The Quantum Devil

They are young, ambitious and capable, and they all have something in their pasts to hide, secrets known by their host Doctor Richard Cernovich, the genial manner of the equally disgraced neuropsychiatrist and quantum biologist barely concealing the threat presented alongside the hefty cash offer he makes to his guests to assist in his research, quantum physicists Luke Matthews and Ivanna Escalante, pharmacologist Brad Richards and medical student Sophie Sokolov.

Cernovich’s own partner having died in the same experiment in which his own legs were destroyed by the substance he has named “quantumin,” in liquid form it is dangerously unstable but the quartet of scientists theorise that in the right conditions and with the empathic Sophie acting as a mental anchor tethering them to their own realm, inhaled as a vapour it could fulfil its intended purpose, allowing them to pass the quantum barrier, but what they find beyond is their own personal self-created Hell.

To describe The Quantum Devil as a “mad science movie” undersells the sheer volume of misappropriated buzzwords and technobabble in the script written by Zeph E Daniel and director Larry Wade Carrell, the Quantum Chamber apparently designed by a new age guru with giant tuning forks to synchronise protons to the correct frequencies, the barrier broken by Doctor Cernovich (Neil Dickson) in his conveniently wheelchair adapted isolation chamber not that of entanglement and superposition but unparalleled pretentiousness.

The abandoned factory he has made his home and laboratory staffed by hostile major-domo Klaatu (Baskin‘s Mehmet Cerrahoglu) and two costumed geishas wearing bizarre facepaint for no adequately explored reason, similarly accepted is the dinnertime chat detailing how each of the invited guests has been responsible for at least one death, Sophie (Tamara Radovanovic) her twin sister, Ivanna (Ariadna Cabrol) two colleagues and Luke (Tyler Tackett) his fiancée, her quantum ghost now taunting him across the dimensions.

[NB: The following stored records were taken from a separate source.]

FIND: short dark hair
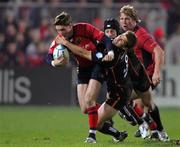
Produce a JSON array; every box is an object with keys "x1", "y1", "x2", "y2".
[
  {"x1": 120, "y1": 5, "x2": 141, "y2": 23},
  {"x1": 54, "y1": 11, "x2": 72, "y2": 26},
  {"x1": 126, "y1": 31, "x2": 137, "y2": 48}
]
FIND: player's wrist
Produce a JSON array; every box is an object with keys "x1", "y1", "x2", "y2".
[{"x1": 51, "y1": 60, "x2": 55, "y2": 67}]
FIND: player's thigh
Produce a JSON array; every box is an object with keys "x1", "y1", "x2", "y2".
[
  {"x1": 136, "y1": 90, "x2": 153, "y2": 107},
  {"x1": 77, "y1": 84, "x2": 88, "y2": 113},
  {"x1": 97, "y1": 102, "x2": 117, "y2": 128},
  {"x1": 85, "y1": 79, "x2": 101, "y2": 105}
]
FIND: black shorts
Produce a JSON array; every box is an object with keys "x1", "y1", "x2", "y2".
[
  {"x1": 129, "y1": 64, "x2": 152, "y2": 92},
  {"x1": 77, "y1": 64, "x2": 105, "y2": 84},
  {"x1": 106, "y1": 78, "x2": 133, "y2": 110}
]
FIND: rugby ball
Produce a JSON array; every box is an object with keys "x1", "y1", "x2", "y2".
[{"x1": 53, "y1": 44, "x2": 69, "y2": 62}]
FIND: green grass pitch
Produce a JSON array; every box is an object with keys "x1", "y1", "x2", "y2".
[{"x1": 0, "y1": 106, "x2": 180, "y2": 147}]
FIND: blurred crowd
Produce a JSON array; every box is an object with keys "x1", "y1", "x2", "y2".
[{"x1": 0, "y1": 0, "x2": 180, "y2": 68}]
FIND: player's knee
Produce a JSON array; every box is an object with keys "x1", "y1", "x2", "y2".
[{"x1": 85, "y1": 93, "x2": 96, "y2": 107}]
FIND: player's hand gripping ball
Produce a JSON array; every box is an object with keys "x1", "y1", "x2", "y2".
[{"x1": 53, "y1": 44, "x2": 69, "y2": 63}]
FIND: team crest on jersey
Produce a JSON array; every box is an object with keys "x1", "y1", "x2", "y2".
[
  {"x1": 76, "y1": 37, "x2": 82, "y2": 45},
  {"x1": 84, "y1": 44, "x2": 90, "y2": 49}
]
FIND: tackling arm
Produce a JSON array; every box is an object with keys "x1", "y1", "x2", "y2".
[{"x1": 152, "y1": 45, "x2": 164, "y2": 85}]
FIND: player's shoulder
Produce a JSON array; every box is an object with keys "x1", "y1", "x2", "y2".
[
  {"x1": 135, "y1": 26, "x2": 152, "y2": 38},
  {"x1": 50, "y1": 36, "x2": 57, "y2": 48},
  {"x1": 73, "y1": 22, "x2": 94, "y2": 29}
]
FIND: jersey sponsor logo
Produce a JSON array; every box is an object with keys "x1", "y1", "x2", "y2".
[
  {"x1": 96, "y1": 52, "x2": 103, "y2": 59},
  {"x1": 0, "y1": 70, "x2": 32, "y2": 104}
]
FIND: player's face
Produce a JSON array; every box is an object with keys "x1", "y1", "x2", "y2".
[
  {"x1": 105, "y1": 29, "x2": 117, "y2": 39},
  {"x1": 113, "y1": 33, "x2": 128, "y2": 47},
  {"x1": 119, "y1": 13, "x2": 137, "y2": 31},
  {"x1": 55, "y1": 24, "x2": 73, "y2": 39}
]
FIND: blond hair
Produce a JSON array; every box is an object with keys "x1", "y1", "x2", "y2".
[
  {"x1": 54, "y1": 11, "x2": 72, "y2": 26},
  {"x1": 119, "y1": 5, "x2": 141, "y2": 23}
]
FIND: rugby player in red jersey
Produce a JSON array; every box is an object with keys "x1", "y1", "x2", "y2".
[
  {"x1": 57, "y1": 19, "x2": 154, "y2": 142},
  {"x1": 119, "y1": 5, "x2": 169, "y2": 141},
  {"x1": 47, "y1": 12, "x2": 114, "y2": 143}
]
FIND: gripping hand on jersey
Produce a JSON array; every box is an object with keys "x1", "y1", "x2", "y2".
[
  {"x1": 55, "y1": 35, "x2": 67, "y2": 45},
  {"x1": 102, "y1": 51, "x2": 114, "y2": 61}
]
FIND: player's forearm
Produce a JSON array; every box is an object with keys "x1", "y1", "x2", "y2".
[
  {"x1": 154, "y1": 46, "x2": 164, "y2": 72},
  {"x1": 64, "y1": 41, "x2": 92, "y2": 60}
]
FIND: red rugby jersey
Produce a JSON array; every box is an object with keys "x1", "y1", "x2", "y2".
[
  {"x1": 70, "y1": 23, "x2": 104, "y2": 67},
  {"x1": 134, "y1": 26, "x2": 157, "y2": 77},
  {"x1": 49, "y1": 23, "x2": 104, "y2": 67}
]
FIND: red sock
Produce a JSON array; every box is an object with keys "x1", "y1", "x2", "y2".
[
  {"x1": 134, "y1": 104, "x2": 144, "y2": 117},
  {"x1": 96, "y1": 103, "x2": 101, "y2": 110},
  {"x1": 149, "y1": 121, "x2": 157, "y2": 130},
  {"x1": 87, "y1": 106, "x2": 98, "y2": 130}
]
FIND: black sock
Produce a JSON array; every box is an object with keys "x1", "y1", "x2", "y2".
[
  {"x1": 89, "y1": 133, "x2": 96, "y2": 140},
  {"x1": 149, "y1": 105, "x2": 164, "y2": 131},
  {"x1": 128, "y1": 105, "x2": 143, "y2": 125},
  {"x1": 142, "y1": 113, "x2": 154, "y2": 124},
  {"x1": 98, "y1": 122, "x2": 120, "y2": 137}
]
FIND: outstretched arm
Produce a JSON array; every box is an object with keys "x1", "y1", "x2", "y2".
[
  {"x1": 55, "y1": 36, "x2": 92, "y2": 60},
  {"x1": 152, "y1": 45, "x2": 164, "y2": 85}
]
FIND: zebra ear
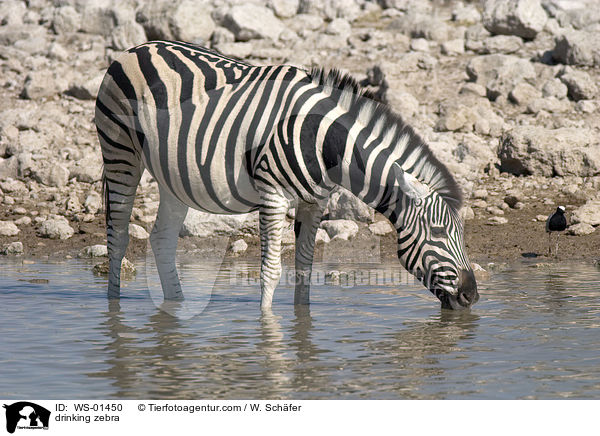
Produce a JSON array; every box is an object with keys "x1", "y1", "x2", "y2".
[{"x1": 394, "y1": 163, "x2": 429, "y2": 201}]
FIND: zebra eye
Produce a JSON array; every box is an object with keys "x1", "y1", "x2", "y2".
[{"x1": 431, "y1": 226, "x2": 446, "y2": 238}]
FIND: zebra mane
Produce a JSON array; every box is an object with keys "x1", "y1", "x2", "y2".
[{"x1": 308, "y1": 68, "x2": 463, "y2": 210}]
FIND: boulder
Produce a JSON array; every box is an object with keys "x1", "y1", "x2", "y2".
[
  {"x1": 77, "y1": 244, "x2": 108, "y2": 258},
  {"x1": 136, "y1": 0, "x2": 216, "y2": 42},
  {"x1": 369, "y1": 221, "x2": 394, "y2": 236},
  {"x1": 110, "y1": 22, "x2": 147, "y2": 51},
  {"x1": 38, "y1": 216, "x2": 75, "y2": 239},
  {"x1": 498, "y1": 126, "x2": 600, "y2": 177},
  {"x1": 180, "y1": 209, "x2": 258, "y2": 237},
  {"x1": 321, "y1": 219, "x2": 358, "y2": 241},
  {"x1": 52, "y1": 5, "x2": 81, "y2": 35},
  {"x1": 483, "y1": 0, "x2": 548, "y2": 39},
  {"x1": 327, "y1": 188, "x2": 375, "y2": 222},
  {"x1": 467, "y1": 54, "x2": 536, "y2": 100},
  {"x1": 560, "y1": 67, "x2": 598, "y2": 101},
  {"x1": 571, "y1": 200, "x2": 600, "y2": 226},
  {"x1": 223, "y1": 3, "x2": 285, "y2": 41},
  {"x1": 552, "y1": 31, "x2": 600, "y2": 67}
]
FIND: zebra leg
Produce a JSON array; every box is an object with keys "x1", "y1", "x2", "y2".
[
  {"x1": 294, "y1": 200, "x2": 325, "y2": 304},
  {"x1": 100, "y1": 152, "x2": 143, "y2": 298},
  {"x1": 150, "y1": 188, "x2": 188, "y2": 300},
  {"x1": 259, "y1": 193, "x2": 289, "y2": 311}
]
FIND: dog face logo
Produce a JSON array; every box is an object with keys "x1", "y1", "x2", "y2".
[{"x1": 4, "y1": 401, "x2": 50, "y2": 433}]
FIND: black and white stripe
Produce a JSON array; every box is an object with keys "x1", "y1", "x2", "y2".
[{"x1": 95, "y1": 41, "x2": 476, "y2": 308}]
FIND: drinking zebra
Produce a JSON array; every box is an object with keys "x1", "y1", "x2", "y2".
[{"x1": 95, "y1": 41, "x2": 479, "y2": 309}]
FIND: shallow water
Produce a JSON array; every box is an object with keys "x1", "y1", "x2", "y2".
[{"x1": 0, "y1": 258, "x2": 600, "y2": 399}]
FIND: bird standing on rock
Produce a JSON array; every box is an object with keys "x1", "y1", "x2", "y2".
[{"x1": 546, "y1": 206, "x2": 567, "y2": 256}]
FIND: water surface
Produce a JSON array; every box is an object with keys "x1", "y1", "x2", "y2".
[{"x1": 0, "y1": 258, "x2": 600, "y2": 399}]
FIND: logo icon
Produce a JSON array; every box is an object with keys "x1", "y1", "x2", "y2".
[{"x1": 4, "y1": 401, "x2": 50, "y2": 433}]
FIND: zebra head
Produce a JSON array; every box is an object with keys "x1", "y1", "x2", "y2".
[{"x1": 392, "y1": 169, "x2": 479, "y2": 309}]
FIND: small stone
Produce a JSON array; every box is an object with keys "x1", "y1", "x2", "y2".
[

As incoherent as it is scientifically illiterate, The Quantum Devil inhabits a moral vacuum, the socially maladjusted assembly indifferent to the fact that Cernovich is in exile for performing unethical human experiments or that Brad (Edward Apeagyei), existing in a micro-climate of his perpetual vape fog, was responsible for the deaths of two hundred and fifty teenagers to whom he supplied tainted ecstasy at a rave in Manchester, Tackett in particular delivering every sneering line with the easy confidence that everything is someone else’s fault and responsibility.

The opening scene of Luke’s arrival at the airport in a rainstorm and flagging down a reluctant taxi driver to whom he presents a crumpled piece of paper bearing an address lifted directly from Suspiria, other sources which should be prominently listed in the citations are Brainstorm, Altered States, Flatliners, Event Horizon and the works of H P Lovecraft, Cthulhu making a cameo appearance under the pseudonym Barada and voiced by Robert Englund, a sad comedown for the tentacle-faced Great Old One to be seen haggling with a jumped up talking monkey far down the evolutionary ladder.